Tidak tersedinya makanan tingkat rumah tangga berkaitan dengan kondisi sosial ekonomi, kurangnya pengetahuan keluarga tentang gizi, serta ketersediaan bahan makanan tingkat masyarakat (Sururi, 2006). Hasil penelitian menunjukkan 60% anak balita yang bergizi buruk berasal dari keluarga miskin yang kemampuan daya belinya kurang. Akan tetapi ada 40% keluarga yang tidak miskin memiliki anak balita bergizi buruk. Keluarga yang tidak miskin ini mungkin kurang memiliki pengetahuan keluarga tentang gizi, meskipun daya belinya cukup baik. Hasil penelitian menunjukkan dari 74 keluarga yang tidak miskin terdapat 39,2% kurang tahan pangan. Hal ini berarti keluarga ini memiliki kemampuan untuk membeli tetapi mereka tidak menyediakan sumber bahan makanan yang beragam terutama dari protein hewani. Ketersediaan pelayanan kesehatan adalah terjangkaunya pelayanan kesehatan bagi masyarakat berdasarkan lokasi dan dana serta tingginya pemanfaatan pelayanan kesehatan oleh masyarakat. Pelayanan kesehatan yang terjangkau adalah pelayanan kesehatan yang dapat dinikmati oleh seluruh lapisan masyarakat termasuk keluarga yang miskin.

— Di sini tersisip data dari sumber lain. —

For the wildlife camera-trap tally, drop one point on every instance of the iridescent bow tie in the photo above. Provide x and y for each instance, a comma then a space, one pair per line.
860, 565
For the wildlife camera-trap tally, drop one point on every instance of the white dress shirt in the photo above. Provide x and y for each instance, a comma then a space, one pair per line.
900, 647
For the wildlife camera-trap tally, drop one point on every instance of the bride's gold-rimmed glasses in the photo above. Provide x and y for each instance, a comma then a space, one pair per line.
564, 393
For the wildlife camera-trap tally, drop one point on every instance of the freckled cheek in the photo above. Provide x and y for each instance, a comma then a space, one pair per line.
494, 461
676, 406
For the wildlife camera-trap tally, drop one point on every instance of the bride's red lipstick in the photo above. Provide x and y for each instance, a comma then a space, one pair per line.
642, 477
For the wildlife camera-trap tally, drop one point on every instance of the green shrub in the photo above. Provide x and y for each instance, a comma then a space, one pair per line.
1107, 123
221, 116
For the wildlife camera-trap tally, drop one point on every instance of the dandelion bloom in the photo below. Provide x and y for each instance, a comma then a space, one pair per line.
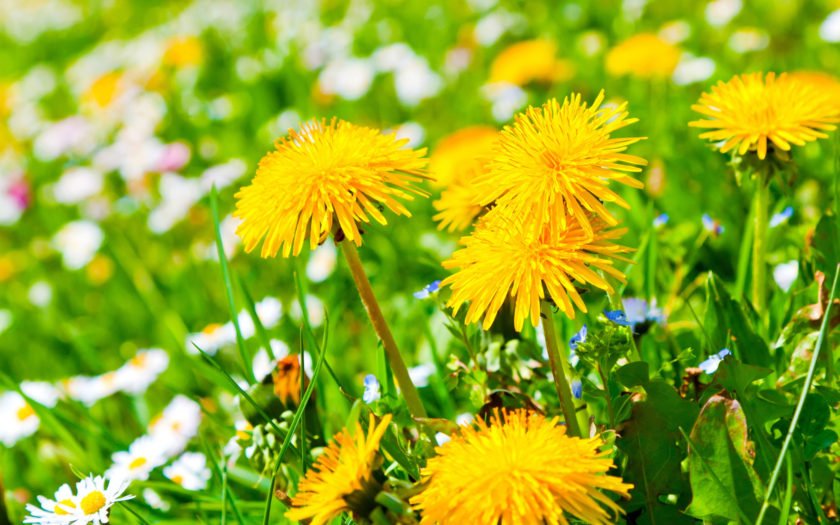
343, 473
456, 162
529, 61
328, 171
500, 259
557, 161
645, 55
752, 113
521, 468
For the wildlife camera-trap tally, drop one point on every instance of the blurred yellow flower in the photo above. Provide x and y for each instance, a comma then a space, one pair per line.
461, 154
456, 162
458, 206
752, 112
823, 81
644, 56
326, 172
502, 259
342, 476
521, 469
183, 51
557, 161
530, 61
104, 90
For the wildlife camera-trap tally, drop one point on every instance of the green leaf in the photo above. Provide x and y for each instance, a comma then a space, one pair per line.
633, 374
651, 441
724, 486
727, 326
826, 245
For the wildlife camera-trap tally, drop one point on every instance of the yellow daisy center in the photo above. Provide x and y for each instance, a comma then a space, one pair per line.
93, 502
25, 412
64, 503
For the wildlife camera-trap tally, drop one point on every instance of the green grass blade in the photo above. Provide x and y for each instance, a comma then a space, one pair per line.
234, 315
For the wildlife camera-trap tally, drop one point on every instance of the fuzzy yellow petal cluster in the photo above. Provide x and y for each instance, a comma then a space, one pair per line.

Hasil penelitian menunjukkan ketersediaan pelayanan kesehatan bagi anak balita gizi buruk 96,4% baik dan 100% baik bagi anak balita gizi baik. Hasil uji statistik menunjukan tidak ada pengaruh ketersediaan pelayanan kesehatan dengan gizi buruk dengan nilai p = 0,999 > α (0,05). Hal ini berarti pelayanan kesehatan yang dilaksanakan di Kabupaten Madiun dapat dijangkau oleh seluruh masyarakat dan kesadaran masyarakat untuk menggunakan 8
fasilitas kesehatan yang tersedia juga tinggi. Dalam hal ini keluarga yang memiliki anak bergizi buruk maupun bergizi baik sama-sama mendapatkan fasilitas kesehatan yang sama dan sama memiliki kesadaran yang baik untuk memanfaatkan fasilitas pelayanan kesehatan yang tersedia. Dalam upaya penanggulangan gizi buruk Pemerintah Kabupaten Madiun telah menyelenggarakan berbagai upaya sesuai dengan program pemerintah. Upaya tersebut antara lain: 1) pemantauan pertumbuhan (berat badan) di posyandu yang diikuti dengan tindak lanjut terhadap penemuan kasus berupa konseling oleh petugas gizi, perawat atau bidan, 2) intervensi gizi dan kesehatan, 3) pemberdayaan keluarga, 4) promosi keluarga sadar gizi, 5) advokasi dan pendampingan, 6) revitalisasi Sistem Kewaspadaan Pangan dan Gizi. Intervensi Gizi dan kesehatan adalah kegiatan pemberian kapsul vitamin A dosis tinggi bulan Februari dan Agustus, pemberian MP-ASI balita pada gakin, kunjungan neonatal/ anak balita ke puskesmas terutama ketika anak sakit, imunisasi pada bayi, serta penatalaksanaan gizi buruk. Pemantauan pertumbuhan/ berat badan di Kabupaten Madiun telah dilaksanakan di posyandu secara rutin setiap bulan. Berdasarkan laporan Gizi di Puskesmas tahun 2009 jumlah posyandu yang ada sebanyak 863 dan 100% aktif. Jumlah balita yang ada 44.127 dan yang ditimbang 33.355. Program cakupan yang dicapai K/S sebesar 99,95%, D/S sebesar 75,59%, N/D sebesar 64,54% dan BGM/D 4,03%. Hasil penelitian menunjukkan seluruh balita memiliki KMS dan rutin melakukan penimbangan.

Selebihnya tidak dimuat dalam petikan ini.